On Valentine's Day, Wyoming and Colorado State will square off in the latest chapter of their basketball "border war."  According to a CSU historian, drunk and unruly Wyoming fans are responsible for the longstanding hostility between the two universities.

It all started on Thanksgiving Day, 1899, when the Colorado Agricultural College Aggies and Wyoming played their first football game in Laramie.

In those days, there were two referees; one representing each team.

Several Fort Collins newspapers reported that belligerent Wyoming fans verbally abused and even threatened to kill the Aggies' appointed referee Edward House.

The controversy escalated in the final minutes when House called a penalty against Wyoming. Wyoming's appointed referee E.D. McArthur overruled the call and the two officials began to argue.

As House and McArther continued to quarrel, a mob of angry fans stormed onto the field and, allegedly, struck an Aggies player in the head with a cane.

Eventually, the game was called off, with both sides declaring victory.

Following the game, the newly named "Border War" escalated in the press.

After The Laramie Republic newspaper took Wyoming's side in an editorial, Colorado Agricultural College President Barton Aylesworth insisted that the two schools would not play again until he received a public apology from Unversity of Wyoming President Elmer Smiley.

To this day, Colorado State does not officially recognize the game.
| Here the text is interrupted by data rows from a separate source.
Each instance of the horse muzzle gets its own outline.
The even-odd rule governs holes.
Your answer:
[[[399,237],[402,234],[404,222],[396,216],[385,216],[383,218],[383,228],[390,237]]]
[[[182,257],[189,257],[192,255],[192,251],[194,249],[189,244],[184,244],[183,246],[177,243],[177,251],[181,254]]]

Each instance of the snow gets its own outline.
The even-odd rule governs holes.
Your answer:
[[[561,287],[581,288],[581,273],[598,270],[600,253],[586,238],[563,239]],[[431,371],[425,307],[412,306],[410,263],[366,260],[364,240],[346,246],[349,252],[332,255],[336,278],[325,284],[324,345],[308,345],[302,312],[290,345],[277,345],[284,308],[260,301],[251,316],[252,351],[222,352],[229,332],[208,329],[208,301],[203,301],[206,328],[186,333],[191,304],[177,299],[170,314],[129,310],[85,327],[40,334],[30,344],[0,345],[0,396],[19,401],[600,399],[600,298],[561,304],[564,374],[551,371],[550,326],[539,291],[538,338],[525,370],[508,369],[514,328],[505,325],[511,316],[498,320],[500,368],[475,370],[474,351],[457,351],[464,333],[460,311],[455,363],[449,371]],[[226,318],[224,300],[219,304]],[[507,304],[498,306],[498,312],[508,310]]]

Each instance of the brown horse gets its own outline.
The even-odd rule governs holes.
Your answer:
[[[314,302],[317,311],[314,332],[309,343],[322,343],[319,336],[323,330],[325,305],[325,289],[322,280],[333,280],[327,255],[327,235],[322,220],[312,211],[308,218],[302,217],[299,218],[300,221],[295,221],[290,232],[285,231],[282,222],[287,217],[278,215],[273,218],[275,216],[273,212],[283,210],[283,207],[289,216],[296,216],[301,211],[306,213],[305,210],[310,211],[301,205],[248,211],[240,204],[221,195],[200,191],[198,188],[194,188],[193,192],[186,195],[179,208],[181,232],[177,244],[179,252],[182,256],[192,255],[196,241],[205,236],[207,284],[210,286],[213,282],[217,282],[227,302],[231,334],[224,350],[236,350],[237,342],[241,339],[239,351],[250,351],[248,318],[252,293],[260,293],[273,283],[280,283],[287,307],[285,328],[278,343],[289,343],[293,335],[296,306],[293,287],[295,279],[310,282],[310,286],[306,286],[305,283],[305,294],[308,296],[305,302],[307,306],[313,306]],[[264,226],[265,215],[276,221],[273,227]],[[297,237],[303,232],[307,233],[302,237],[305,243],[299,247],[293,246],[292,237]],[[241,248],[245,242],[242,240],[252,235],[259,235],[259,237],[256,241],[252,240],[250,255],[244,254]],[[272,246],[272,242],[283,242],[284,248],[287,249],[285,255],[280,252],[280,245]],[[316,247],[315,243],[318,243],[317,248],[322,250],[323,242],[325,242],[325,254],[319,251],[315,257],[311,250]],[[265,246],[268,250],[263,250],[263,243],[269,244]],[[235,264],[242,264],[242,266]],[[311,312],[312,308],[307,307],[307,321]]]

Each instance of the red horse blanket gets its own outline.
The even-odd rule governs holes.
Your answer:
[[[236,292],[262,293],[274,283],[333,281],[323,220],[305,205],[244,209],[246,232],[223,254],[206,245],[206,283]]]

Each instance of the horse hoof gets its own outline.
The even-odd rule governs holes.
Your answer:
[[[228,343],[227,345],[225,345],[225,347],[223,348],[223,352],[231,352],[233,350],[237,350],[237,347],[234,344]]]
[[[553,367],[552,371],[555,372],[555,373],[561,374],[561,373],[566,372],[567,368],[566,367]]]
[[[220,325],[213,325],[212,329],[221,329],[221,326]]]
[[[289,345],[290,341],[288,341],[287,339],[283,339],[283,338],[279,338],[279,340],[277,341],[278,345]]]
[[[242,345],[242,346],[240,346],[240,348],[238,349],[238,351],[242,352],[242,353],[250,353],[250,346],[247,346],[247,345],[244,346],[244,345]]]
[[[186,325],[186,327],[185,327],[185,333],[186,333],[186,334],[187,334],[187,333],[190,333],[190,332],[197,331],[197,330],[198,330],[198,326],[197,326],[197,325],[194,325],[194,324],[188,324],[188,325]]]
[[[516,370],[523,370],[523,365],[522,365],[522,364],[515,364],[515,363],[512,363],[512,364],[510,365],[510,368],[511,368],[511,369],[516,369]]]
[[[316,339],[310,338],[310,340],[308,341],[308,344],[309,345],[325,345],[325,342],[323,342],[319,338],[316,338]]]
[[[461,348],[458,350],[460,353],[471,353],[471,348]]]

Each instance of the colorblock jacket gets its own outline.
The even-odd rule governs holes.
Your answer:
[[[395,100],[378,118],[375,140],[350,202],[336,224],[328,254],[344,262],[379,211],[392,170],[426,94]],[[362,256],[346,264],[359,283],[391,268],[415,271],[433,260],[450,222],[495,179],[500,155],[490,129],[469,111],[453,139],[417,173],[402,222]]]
Meanwhile, it's listed as a victory in the Wyoming record books.

Colorado State isn't the only school to accuse Wyoming fans of crossing the line. For years, opponents have complained about vulgarity and drunkenness during football games at War Memorial Stadium.

Wyoming fans have also been criticized for their behavior towards former conference rival Brigham Young University, especially during basketball games at the old War Memorial Fieldhouse.

As recently as 2013, Wyoming basketball fans were admonished for deriding Colorado State head coach Larry Eustachy with chants of "Alcoholic". Prior to joining CSU, Eustachy had been fired from Iowa State after he was seen drinking with students.